With XML the use of tools is critical. For this technology at least there’s a vast range of specialist tools to choose from, that work at a number of different levels - each one has its own strengths for particular tasks but also for the different ways that we all prefer to work. But the best thing is they’re all compatible (well, more or less).

We should not dismiss languages because they require specific tools to be mose effective. Quite the reverse, we should continue to develop new languages, or enhance existing ones so that they can make better use of the tools and the enhanced processing power and memory we now have.

The good thing is, that 10 years on, XML tools still have a way to go - there’s so much more that can be done. I experiment with my own XML tools project (ironically its XPath based - in my view the best bit of XML - though its not XML itself), and whilst I haven’t the resources to pull through half of my ideas into the finished product I look forward to seeing continued innovation in the more well established players.

XML has a long way to go. When it comes, the replacement for XML will have to be pretty good, and not only that, but have the backing of a good portion of the tools creators out there.

My favourite XML quote is:
Some people, when confronted with a problem, think “I know, I’ll use XML.” Now they have two problems.

I think this is, actually, a paraphrase of a comment by Jamie Zawinski about regular expressions, but is just as apropos here.
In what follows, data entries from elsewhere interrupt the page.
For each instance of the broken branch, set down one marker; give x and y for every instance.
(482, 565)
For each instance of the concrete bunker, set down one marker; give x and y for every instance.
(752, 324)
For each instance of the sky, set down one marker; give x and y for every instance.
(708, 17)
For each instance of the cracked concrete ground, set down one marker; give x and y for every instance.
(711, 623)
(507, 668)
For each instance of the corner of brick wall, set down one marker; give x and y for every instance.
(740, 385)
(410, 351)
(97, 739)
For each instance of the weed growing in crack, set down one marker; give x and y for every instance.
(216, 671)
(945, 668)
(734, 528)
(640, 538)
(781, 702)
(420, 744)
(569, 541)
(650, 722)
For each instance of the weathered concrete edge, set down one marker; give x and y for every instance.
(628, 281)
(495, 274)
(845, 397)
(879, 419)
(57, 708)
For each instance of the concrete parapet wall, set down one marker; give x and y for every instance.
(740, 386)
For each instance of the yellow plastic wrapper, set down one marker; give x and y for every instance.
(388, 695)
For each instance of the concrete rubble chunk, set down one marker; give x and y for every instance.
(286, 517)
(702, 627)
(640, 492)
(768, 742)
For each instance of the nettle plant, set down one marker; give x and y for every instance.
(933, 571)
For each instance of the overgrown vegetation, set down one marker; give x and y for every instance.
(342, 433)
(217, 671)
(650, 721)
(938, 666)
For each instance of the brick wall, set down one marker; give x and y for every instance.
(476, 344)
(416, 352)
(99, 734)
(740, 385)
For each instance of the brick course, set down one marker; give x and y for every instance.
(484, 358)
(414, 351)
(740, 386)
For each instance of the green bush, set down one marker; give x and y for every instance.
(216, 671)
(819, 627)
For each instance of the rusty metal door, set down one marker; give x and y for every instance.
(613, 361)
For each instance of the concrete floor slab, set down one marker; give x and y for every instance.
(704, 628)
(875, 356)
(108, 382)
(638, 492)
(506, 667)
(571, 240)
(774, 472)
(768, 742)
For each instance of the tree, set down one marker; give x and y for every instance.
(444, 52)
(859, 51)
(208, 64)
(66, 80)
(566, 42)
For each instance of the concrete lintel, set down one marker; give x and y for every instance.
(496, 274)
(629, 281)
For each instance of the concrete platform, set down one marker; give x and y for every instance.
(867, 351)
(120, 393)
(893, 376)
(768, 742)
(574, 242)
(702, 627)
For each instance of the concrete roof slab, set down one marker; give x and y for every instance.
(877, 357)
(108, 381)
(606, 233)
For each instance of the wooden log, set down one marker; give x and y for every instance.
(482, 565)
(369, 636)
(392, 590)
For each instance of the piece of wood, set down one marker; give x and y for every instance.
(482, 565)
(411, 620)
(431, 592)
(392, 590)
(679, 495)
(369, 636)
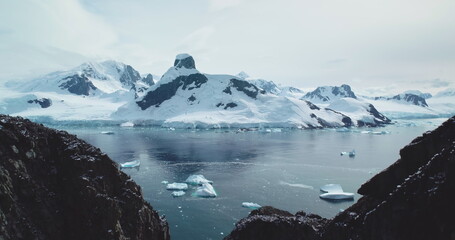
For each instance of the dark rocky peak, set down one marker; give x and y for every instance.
(184, 60)
(167, 90)
(344, 90)
(89, 70)
(411, 199)
(411, 98)
(242, 75)
(56, 186)
(129, 76)
(328, 93)
(243, 86)
(407, 97)
(43, 102)
(77, 84)
(267, 86)
(379, 118)
(148, 80)
(268, 223)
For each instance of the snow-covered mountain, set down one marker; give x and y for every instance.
(89, 91)
(406, 98)
(92, 78)
(185, 97)
(328, 94)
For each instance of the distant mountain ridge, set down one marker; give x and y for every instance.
(329, 93)
(92, 78)
(185, 97)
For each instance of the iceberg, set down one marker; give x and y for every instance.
(197, 180)
(127, 124)
(177, 193)
(331, 188)
(206, 191)
(337, 196)
(131, 164)
(177, 186)
(250, 205)
(335, 192)
(108, 132)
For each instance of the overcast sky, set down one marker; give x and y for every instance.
(382, 45)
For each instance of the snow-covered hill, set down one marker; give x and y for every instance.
(184, 97)
(406, 98)
(89, 91)
(104, 78)
(329, 94)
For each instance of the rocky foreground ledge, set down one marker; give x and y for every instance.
(414, 198)
(55, 186)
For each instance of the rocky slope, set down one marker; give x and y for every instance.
(187, 98)
(55, 186)
(411, 199)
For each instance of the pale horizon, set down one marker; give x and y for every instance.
(375, 46)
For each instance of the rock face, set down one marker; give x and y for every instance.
(43, 102)
(411, 199)
(408, 98)
(269, 223)
(77, 84)
(330, 93)
(184, 60)
(55, 186)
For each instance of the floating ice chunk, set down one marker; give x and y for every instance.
(350, 154)
(206, 190)
(131, 164)
(197, 180)
(177, 193)
(107, 132)
(177, 186)
(250, 205)
(337, 196)
(332, 188)
(127, 124)
(296, 185)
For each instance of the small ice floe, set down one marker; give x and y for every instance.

There’s an insidious and darkly troubling reason for xml. The network providers want to completely privatize the internet. You know it and I know it. They want to charge for every little action, every email, every hot link, every mouse click, every single byte and bit. This is not a new idea. In fact, it was codified and the technology was finalized back in the mid 90s. There used to be an acronym for the umbrella organization and all the big boys signed up. Guess what is the basis for it. Yep! XML! Think about it. All they gotta do is count the tags and charge accordingly. Cha-ching! The whole thing kinda went underground and no one talks about it openly anymore and all the url’s I had are dead, but you can bet your ass it’s still there, just waiting. In the meantime, xml spreads and grows for some bizarre reason. Why? I don’t like it. You don’t like it. But, someone is pushing it, aren’t they? Now you know why. Screw xml. I will not use it.

Talk about paranoia…

Is this what you were talking about?

http://www.flickr.com/photos/chantastic/1590993819/sizes/l/

In my day to day job, it’s Microsoft that chose to use XML. All I see is some fancy user interface (‘design surface’). In those cases it’s no problem.

have you ever tried to parse MIME headers?
It’s two orders of magnitude more complex than what you imagine.
for a start, just think about hundreds of buggy email clients, servers, proxies and forwarders, each implementing it slightly differently.

I expected more from you, Jeff. Sad to see such a talented programmer express something so idiotic.

Then again, you did recently admit that you and the command line just don’t see eye-to-eye. So I guess I shouldn’t expect you to GET XML?